His face betrayed his flurry of emotion. "I don't know."

"Give it time."

He nodded. "That's all I have now, isn't it? Time." He laughed humourlessly, and I frowned.

"What do you mean?"

"This is it for us, isn't it? Unless we get sold, we'll be here every  day until we die-isn't that what you've been telling me? No use hoping  or planning for the future because we don't have one. Not anymore." His  eyes suddenly shone too brightly. "There was so much I wanted to do … ."

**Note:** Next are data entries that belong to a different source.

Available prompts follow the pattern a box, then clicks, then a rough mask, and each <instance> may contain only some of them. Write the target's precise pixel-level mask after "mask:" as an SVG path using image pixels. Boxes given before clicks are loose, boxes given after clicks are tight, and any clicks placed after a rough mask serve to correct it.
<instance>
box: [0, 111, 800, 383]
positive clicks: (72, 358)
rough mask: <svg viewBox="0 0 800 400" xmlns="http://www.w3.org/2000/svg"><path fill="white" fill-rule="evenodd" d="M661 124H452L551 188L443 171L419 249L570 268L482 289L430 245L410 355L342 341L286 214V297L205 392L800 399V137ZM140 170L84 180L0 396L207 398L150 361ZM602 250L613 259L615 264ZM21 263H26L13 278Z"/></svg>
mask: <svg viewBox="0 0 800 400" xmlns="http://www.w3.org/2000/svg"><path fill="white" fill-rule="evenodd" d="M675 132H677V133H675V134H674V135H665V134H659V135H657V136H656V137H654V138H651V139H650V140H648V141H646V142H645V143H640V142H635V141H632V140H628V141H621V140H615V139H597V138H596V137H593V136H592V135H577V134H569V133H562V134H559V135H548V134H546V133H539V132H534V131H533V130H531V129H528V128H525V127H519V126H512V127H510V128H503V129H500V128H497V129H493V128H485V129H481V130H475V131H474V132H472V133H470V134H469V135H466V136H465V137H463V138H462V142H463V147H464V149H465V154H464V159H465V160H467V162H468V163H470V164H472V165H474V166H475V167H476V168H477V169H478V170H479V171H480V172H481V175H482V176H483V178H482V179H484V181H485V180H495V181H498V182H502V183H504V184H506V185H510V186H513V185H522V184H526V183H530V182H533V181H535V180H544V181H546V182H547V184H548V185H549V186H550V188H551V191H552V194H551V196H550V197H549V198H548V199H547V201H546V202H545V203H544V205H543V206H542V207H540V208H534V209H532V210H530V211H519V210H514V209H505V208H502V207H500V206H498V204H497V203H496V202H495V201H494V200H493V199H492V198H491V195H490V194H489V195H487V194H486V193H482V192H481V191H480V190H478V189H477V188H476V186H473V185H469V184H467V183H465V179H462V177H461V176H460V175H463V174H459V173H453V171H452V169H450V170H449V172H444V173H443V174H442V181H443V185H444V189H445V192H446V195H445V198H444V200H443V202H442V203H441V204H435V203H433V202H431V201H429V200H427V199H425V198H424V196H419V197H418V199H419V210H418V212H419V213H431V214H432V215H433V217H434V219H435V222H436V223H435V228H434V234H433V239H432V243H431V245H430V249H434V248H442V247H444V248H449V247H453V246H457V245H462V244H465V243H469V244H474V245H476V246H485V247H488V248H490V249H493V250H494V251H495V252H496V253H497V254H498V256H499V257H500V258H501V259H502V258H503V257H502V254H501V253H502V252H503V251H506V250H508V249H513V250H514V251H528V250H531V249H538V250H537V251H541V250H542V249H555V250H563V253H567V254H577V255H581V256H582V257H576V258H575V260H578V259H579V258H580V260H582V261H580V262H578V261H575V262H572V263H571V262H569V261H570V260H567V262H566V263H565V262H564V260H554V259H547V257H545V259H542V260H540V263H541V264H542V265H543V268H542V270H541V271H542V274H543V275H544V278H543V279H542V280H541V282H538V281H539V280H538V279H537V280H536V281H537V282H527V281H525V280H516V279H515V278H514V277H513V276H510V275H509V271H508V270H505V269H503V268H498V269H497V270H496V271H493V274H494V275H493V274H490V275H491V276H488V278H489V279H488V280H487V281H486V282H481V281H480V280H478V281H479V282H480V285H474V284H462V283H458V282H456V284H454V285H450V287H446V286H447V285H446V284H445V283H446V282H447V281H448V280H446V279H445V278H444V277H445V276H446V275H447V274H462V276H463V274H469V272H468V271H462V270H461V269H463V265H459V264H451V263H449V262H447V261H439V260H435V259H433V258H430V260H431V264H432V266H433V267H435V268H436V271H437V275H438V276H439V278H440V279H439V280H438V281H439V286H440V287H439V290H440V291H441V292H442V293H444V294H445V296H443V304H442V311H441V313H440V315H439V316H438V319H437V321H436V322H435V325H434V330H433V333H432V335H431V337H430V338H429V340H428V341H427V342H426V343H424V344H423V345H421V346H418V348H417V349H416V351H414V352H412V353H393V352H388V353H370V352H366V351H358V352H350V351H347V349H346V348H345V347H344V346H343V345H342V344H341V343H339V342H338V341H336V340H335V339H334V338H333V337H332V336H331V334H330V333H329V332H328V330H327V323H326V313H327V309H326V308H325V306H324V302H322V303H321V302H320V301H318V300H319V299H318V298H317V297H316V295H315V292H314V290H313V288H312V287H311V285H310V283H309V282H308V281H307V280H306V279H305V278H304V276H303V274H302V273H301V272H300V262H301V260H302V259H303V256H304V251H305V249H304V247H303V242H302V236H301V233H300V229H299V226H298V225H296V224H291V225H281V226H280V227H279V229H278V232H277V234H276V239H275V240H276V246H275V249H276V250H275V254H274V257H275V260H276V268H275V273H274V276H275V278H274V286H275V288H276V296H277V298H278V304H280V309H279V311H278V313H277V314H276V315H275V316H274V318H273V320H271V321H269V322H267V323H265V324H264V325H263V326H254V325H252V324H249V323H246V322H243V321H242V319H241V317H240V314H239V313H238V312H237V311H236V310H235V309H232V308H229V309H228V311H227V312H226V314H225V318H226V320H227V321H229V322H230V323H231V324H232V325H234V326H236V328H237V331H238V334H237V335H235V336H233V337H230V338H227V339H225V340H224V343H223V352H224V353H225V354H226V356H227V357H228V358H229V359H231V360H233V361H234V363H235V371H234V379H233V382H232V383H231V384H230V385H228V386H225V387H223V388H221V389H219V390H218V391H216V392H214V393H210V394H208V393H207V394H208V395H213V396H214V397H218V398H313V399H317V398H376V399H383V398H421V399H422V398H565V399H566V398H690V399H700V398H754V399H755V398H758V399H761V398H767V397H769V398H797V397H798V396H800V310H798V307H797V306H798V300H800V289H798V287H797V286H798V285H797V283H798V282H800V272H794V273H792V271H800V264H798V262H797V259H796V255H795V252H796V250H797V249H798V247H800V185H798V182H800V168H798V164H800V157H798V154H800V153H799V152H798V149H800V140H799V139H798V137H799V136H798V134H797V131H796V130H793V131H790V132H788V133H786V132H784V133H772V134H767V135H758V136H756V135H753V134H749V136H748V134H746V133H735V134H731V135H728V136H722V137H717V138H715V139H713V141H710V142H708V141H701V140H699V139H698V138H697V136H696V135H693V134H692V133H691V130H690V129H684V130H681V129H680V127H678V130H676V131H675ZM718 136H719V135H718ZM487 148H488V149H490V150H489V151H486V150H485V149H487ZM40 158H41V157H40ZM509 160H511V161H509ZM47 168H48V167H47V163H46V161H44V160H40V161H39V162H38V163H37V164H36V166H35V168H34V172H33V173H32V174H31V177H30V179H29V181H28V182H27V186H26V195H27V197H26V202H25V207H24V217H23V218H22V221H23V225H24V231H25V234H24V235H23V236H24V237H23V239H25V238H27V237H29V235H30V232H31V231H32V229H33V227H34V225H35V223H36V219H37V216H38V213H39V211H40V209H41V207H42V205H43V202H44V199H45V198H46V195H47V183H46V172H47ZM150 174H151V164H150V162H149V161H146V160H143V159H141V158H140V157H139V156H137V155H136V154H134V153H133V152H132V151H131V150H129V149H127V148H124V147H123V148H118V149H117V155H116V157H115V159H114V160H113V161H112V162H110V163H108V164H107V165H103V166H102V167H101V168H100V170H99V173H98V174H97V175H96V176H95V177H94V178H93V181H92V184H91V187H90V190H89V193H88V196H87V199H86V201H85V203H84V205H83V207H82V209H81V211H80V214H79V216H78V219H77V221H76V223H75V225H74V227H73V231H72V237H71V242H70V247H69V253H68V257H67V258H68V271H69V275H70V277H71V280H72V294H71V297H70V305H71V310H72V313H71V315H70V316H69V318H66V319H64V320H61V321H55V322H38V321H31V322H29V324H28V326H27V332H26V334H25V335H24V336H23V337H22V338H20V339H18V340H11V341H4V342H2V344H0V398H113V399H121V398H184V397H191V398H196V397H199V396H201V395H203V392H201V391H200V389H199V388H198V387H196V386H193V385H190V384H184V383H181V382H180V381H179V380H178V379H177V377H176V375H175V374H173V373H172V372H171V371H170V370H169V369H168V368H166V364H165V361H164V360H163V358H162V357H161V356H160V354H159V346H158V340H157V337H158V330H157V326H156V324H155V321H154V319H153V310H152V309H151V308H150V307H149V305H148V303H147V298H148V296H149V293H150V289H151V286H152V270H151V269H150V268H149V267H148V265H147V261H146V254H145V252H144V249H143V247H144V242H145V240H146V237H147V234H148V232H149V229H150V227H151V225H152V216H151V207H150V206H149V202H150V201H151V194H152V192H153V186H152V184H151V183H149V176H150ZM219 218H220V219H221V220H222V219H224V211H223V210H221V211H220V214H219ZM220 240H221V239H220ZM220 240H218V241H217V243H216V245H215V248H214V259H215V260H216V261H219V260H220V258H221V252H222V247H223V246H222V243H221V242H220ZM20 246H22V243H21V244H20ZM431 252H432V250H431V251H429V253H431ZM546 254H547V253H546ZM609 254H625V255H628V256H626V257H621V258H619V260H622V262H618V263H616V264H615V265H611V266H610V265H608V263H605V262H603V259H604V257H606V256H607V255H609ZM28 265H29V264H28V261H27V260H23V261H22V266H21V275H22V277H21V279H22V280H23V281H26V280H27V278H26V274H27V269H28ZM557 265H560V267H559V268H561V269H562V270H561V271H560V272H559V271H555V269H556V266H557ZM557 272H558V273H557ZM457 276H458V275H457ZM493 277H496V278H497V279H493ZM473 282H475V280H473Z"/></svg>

A weight settled in the pit of my stomach as I looked at him, suddenly  vulnerable and afraid and filled with a bone-deep sadness I didn't know  how to heal. I had been taken and sold before I was old enough to  nurture aspirations of my own, and even if I had been more Kai's age, I  came from a nomadic race of simple people. All those things Kai dreamed  of-a career and wealth and physical possessions-were meaningless to my  tribe. It was no loss to me to have forsaken them. There were no words  of comfort, nothing I could say to make all of this better for him.

I swallowed thickly around the lump in my throat. "I'm sorry."

He blinked. "It's not your fault. You're the only one who's been kind to me in days." He laughed bitterly. "More than days."

"Your …  friend. In the army," I began tentatively.

"Maal."

"Did he know?"

"That I loved him?" He shook his head. "No. I never got a chance to tell him."

"What happened?"

His face closed down. "I don't want to talk about it."

"Do you think he would have loved you back?"

"I don't know." It was barely a whisper, more the soft movement of his lips. "Even if he had, it would not have been permitted."